Thanks to MaxCDN’s contribution, the jQuery Foundation has a content delivery network that offers reliable high-speed access to all of our project files. The files at code.jquery.com serve as the official repository for all jQuery project releases. You can either download the file for local use, or reference our domain directly from your own web pages to take advantage of the CDN and domain sharding.

18 thoughts on “jQuery’s Content Delivery Network: You Got Served!

  1. Those numbers are insane! Do people run without caching?

    I’ve found the jQuery CDN is relatively unknown and most people are still using Google and MSFT CDN endpoints. It’s hard to believe the jQuery CDN numbers are so high given that there.

  2. Justin Dorfman on said:

    @Roger I can confirm the numbers are indeed real. It makes me wonder how many requests Google and Microsoft handle. I really wish they were more transparent with that data.

  3. What’s the advantage of using the code.jquery.com CDN instead of Google’s CDN? A significant downside is that code.jquery.com’s SSL configuration is currently insecure. According to https://www.ssllabs.com/ssltest/analyze.html?d=code.jquery.com it is supporting anonymous (insecure) cipher suites, resulting in a grade of F. On the other hand, Google’s CDN domain gets a grade of A: https://www.ssllabs.com/ssltest/analyze.html?d=ajax.googleapis.com

    The EFF has written extensively on the importance of (actually secure) https connections, and is publicly keeping track of progress (see https://www.eff.org/deeplinks/2013/11/encrypt-web-report-whos-doing-what for example).

  4. Justin Dorfman on said:

    @John Thanks for bringing this to our attention. I will be talking to our engineers today to see how we can fix this.

  5. I’ve been running some performance testing on gtmetrix.com
    It has a few advisories regarding using code.jquery.com hosted resources

    it asks for :
    Specify a Vary: Accept-Encoding header
    The following publicly cacheable, compressible resources should have a “Vary: Accept-Encoding” header;

    Is this configurable by me in my htaccess, would you need to make the changes?
    I’ve checked the asp.net hosted version and that does not give a vary accept advisory on gtmetrix

    And Minify JavaScript
    Minifying the following JavaScript resources could reduce their size by 87B (1% reduction)

    I know it’s under only a few bytes, but doesn’t every byte count, particularly when serving a large volume of data from various sources

    Thanks

  6. @Justin Sure thing, hope the SSL gets fixed. Should we keep an eye on the comments here for updates?

  7. gkumar on said:

    Hi,
    Instead for server 404.65 TB of jquery data, Why can’t it be servers thru web browsers iteslf ?
    Why don’t we load all the popular js f/w bundled inside bowser and the html file refer it locally?

    Is it not possible; un necessary wasting 404.65 TB of bandwitdth !!!

  8. Justin Dorfman on said:

    @Matt I will talk to the jQuery infrastructure team about the Accept-Encoding header. It is a very simple fix that I wrote about last year (http://j.mp/1fRJMDJ).

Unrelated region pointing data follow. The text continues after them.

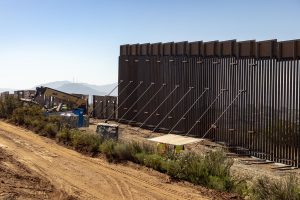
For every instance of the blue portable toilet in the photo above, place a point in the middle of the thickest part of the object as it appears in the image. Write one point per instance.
(79, 112)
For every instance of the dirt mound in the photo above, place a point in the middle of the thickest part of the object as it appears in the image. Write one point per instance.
(18, 182)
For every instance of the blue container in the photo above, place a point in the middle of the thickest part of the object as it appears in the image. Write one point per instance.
(79, 112)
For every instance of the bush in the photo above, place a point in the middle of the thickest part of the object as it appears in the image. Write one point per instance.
(122, 152)
(154, 161)
(50, 129)
(108, 148)
(264, 188)
(64, 136)
(85, 142)
(140, 157)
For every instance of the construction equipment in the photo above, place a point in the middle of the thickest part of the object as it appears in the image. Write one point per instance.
(108, 131)
(72, 101)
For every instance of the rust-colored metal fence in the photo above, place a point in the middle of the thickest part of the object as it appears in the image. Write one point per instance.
(245, 93)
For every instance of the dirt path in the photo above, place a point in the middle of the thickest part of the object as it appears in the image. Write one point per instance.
(86, 177)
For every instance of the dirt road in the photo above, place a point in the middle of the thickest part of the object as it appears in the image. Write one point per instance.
(85, 177)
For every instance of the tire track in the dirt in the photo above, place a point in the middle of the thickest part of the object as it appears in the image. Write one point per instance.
(125, 179)
(116, 184)
(160, 187)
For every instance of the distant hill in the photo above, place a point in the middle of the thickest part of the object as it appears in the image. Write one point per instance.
(78, 88)
(82, 88)
(54, 85)
(7, 89)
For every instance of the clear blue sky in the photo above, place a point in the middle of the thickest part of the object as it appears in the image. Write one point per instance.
(51, 40)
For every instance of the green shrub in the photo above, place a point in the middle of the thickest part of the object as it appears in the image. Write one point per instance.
(85, 142)
(50, 129)
(108, 148)
(64, 136)
(122, 152)
(265, 188)
(140, 157)
(8, 106)
(154, 161)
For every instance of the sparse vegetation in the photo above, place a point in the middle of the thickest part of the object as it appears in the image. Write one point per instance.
(265, 189)
(211, 170)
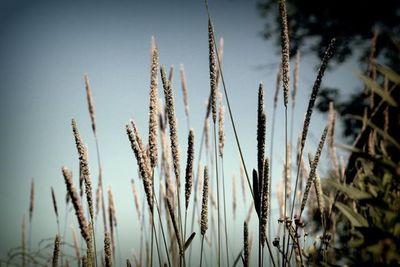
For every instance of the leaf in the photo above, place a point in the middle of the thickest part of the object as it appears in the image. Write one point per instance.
(351, 191)
(355, 218)
(391, 74)
(189, 240)
(378, 90)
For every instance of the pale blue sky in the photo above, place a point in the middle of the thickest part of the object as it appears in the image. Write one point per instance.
(47, 46)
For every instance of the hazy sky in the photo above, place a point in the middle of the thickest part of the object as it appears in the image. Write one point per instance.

    @John Yes we will update this thread as well as our blog. We are testing the new ciphers this week to make sure performance isn’t hindered in any way.

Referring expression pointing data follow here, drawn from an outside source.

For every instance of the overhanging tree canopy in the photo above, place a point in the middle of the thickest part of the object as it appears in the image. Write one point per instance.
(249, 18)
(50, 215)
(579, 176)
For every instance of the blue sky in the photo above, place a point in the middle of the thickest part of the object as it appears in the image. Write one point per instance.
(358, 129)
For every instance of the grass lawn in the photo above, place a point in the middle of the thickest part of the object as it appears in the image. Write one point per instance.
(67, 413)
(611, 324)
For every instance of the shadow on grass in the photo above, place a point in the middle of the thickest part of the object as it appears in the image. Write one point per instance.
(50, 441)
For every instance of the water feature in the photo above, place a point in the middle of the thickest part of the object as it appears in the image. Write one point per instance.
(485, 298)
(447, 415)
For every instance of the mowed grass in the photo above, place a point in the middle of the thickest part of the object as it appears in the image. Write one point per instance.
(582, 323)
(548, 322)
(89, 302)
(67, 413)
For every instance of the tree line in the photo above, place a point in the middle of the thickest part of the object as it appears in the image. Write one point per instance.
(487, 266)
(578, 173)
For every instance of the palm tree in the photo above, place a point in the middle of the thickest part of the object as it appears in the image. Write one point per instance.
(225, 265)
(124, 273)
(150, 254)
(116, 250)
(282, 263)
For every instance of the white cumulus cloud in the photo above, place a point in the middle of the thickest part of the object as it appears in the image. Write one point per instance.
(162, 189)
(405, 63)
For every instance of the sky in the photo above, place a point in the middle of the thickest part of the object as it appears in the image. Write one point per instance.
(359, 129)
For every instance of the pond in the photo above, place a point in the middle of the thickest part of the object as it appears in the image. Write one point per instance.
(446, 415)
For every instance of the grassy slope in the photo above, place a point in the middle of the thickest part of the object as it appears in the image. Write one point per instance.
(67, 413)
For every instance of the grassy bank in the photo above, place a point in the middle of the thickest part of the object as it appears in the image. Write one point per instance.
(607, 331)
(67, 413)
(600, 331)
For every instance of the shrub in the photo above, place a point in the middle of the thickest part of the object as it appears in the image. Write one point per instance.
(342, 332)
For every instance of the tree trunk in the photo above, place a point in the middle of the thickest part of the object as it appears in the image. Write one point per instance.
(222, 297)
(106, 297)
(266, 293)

  9. Justin Dorfman on said:

    @Matt worked with the infrastructure team and “Vary: Accept-Encoding” header is now available on all assets.

    curl -I code.jquery.com/jquery-1.10.2.min.js
    HTTP/1.1 200 OK
    Date: Mon, 20 Jan 2014 18:47:22 GMT
    [clipped]
    Vary: Accept-Encoding

  10. @justin

    Thanks to both you and the infrastructure team for the update. It works perfectly.

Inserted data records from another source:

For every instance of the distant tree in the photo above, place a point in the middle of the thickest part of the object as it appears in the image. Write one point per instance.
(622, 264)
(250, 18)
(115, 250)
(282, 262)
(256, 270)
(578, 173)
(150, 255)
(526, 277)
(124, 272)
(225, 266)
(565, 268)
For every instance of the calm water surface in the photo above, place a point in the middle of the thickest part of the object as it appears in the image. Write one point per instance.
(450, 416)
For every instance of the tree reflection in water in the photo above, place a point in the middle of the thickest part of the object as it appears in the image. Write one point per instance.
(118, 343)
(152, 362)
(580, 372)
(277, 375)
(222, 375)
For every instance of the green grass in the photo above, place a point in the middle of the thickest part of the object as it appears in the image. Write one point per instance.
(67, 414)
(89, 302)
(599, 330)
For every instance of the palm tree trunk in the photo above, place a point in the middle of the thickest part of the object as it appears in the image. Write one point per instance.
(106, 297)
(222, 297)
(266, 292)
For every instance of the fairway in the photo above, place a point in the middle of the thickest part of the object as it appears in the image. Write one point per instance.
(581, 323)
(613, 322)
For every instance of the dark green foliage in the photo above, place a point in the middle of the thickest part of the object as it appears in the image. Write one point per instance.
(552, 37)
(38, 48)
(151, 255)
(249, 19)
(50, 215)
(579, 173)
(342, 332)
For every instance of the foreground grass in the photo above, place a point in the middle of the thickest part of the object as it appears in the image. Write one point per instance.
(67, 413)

    Was there any thoughts on additional minification?
    I think it’s to do with the comment tags on line 1 and 2

  11. Justin Dorfman on said:

    @Matt we just host the files that are given to us. I assume you are talking about this line:

    `/*! jQuery v2.1.0 | (c) 2005, 2014 jQuery Foundation, Inc. | jquery.org/license */`

    That should stay IMO to give the authors credit for their work as well as state the license agreement.

  12. PhistucK on said:

    The numbers seem to indicate not enough caching is happening. Really, they are too huge to be true, something is off or wrong here.